Abosch reiterated that states have powers that the federal government does not. California can mandate drivers to purchase auto insurance, just as Massachusetts can implement a universal health care plan and mandate their residents to purchase a qualifying health plan.

“I might object to a state mandate on policy grounds, but legally, the individual states are authorized to enact such legislation for their residents, assuming that voters approve and there is no obstacle in their constitution.”

This state sovereignty was well intentioned by the framers, said Abosch, because it provides diversity among states in the union; creates better policies since states are more intimately involved and accountable to their constituents; and allows failed experiments to be learned from by other states.

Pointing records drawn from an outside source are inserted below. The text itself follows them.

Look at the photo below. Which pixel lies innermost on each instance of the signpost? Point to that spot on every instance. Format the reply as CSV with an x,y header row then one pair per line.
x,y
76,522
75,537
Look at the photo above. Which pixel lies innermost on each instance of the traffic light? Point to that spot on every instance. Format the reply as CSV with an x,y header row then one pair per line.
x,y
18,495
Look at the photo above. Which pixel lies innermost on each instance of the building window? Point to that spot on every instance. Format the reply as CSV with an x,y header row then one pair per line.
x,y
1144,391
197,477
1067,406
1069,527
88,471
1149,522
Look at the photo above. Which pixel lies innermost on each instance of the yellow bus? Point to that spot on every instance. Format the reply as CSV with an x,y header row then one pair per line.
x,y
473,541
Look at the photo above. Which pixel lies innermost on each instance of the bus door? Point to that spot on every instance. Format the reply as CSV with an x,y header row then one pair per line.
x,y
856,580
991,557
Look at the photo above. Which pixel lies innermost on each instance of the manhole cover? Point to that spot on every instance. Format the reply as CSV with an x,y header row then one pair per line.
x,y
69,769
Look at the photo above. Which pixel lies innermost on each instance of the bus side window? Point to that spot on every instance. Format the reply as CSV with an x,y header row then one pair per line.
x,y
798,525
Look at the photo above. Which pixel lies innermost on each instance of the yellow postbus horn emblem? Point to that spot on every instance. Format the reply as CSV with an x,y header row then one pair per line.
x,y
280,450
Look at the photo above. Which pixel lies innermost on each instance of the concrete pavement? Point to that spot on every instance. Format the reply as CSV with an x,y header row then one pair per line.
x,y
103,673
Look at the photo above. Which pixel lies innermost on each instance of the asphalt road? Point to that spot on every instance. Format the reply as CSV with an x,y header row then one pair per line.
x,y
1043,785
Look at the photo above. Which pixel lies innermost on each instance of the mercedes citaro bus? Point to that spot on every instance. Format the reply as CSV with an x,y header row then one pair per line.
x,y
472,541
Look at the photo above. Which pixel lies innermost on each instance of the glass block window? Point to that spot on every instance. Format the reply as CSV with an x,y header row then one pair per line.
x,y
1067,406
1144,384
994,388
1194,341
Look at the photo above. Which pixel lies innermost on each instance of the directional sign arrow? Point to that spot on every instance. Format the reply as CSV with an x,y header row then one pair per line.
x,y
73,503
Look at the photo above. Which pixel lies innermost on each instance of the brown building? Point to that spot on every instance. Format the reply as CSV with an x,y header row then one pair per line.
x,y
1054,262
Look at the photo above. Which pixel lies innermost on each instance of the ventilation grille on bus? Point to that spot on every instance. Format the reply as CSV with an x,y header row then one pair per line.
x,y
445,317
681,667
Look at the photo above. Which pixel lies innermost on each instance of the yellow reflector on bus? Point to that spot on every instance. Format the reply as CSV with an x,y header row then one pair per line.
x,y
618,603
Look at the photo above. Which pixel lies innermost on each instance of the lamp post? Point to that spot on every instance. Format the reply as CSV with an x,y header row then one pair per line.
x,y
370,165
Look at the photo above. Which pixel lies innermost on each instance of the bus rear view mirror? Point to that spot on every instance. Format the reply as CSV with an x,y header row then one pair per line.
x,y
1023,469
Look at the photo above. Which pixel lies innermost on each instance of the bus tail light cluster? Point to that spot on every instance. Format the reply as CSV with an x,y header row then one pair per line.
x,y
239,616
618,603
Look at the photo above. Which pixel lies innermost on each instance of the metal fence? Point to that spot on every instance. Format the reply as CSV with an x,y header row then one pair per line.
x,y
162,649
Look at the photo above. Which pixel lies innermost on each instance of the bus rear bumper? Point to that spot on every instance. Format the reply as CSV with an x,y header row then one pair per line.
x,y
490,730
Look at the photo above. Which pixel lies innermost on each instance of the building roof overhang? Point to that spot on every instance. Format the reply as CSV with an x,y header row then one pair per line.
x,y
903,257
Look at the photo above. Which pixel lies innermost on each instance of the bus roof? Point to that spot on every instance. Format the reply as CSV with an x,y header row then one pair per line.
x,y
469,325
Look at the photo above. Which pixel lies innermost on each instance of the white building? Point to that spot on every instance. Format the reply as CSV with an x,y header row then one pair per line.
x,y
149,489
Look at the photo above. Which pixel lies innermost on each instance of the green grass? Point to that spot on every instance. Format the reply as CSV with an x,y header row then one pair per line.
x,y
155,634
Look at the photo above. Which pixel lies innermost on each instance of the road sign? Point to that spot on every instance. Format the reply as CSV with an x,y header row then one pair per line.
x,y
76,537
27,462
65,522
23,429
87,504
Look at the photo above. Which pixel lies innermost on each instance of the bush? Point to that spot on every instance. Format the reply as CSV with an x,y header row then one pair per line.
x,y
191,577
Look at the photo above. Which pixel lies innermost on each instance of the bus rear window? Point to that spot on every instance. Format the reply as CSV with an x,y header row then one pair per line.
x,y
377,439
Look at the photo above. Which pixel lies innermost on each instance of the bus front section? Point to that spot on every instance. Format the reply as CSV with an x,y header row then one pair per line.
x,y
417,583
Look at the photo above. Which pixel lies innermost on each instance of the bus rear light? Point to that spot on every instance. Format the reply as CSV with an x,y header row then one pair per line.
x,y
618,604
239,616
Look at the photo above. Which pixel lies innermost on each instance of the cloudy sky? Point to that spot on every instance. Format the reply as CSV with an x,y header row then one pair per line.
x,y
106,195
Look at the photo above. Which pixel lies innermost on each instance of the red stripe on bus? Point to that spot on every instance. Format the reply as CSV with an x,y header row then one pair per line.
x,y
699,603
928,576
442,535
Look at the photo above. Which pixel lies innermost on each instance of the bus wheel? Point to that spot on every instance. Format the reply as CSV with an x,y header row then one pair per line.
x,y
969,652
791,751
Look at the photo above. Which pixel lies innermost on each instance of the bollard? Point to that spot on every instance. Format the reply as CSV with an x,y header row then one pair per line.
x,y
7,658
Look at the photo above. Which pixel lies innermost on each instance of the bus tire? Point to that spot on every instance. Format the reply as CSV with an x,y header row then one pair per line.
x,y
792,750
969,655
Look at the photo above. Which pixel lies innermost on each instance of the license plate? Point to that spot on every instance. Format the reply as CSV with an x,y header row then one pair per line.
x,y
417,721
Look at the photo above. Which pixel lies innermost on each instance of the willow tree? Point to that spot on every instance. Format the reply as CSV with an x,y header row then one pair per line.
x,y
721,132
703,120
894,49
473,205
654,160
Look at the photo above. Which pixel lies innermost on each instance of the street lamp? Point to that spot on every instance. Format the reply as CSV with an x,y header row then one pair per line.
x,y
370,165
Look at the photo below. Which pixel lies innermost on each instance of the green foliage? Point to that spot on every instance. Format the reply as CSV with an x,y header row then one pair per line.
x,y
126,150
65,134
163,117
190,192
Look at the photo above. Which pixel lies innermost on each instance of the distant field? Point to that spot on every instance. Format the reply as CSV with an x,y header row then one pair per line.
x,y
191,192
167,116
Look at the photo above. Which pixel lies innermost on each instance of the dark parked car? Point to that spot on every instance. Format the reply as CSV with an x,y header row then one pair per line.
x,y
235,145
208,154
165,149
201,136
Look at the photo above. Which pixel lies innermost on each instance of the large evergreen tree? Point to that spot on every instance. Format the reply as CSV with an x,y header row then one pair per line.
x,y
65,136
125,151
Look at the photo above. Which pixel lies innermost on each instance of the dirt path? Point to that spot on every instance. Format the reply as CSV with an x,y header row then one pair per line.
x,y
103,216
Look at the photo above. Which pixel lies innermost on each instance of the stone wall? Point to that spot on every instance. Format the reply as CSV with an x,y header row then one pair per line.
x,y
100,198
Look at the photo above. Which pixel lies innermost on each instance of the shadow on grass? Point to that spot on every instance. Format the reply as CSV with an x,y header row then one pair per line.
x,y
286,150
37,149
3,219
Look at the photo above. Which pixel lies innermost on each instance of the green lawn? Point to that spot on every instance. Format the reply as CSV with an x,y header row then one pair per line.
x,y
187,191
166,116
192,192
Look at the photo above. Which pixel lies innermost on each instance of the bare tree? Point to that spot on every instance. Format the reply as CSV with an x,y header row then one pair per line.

Last week Florida Federal Judge Roger Vinson indicated that he would deny the federal government’s request to dismiss state lawsuits against the bill, as reported by the New York Times, increasing the likelihood of it eventually being brought before the Supreme Court.

Typically in Supreme Court cases, Purvis said, a constitutional challenge would only kill the provisions being challenged, leaving the bill intact. But the impact of losing the individual mandate may leave the program, in effect, inoperative. It would create a major funding hole, and it is unclear as to how Democrats may seek to reconcile losing the individual mandate when implementing PPACA over the next four years.

“Democrats thought that this bill was so huge, that if they could just get it through Congress, there is no way the Supreme Court is going to overturn it,” Abosch said. “They really didn’t comprehend just how much opposition and backlash there might be.”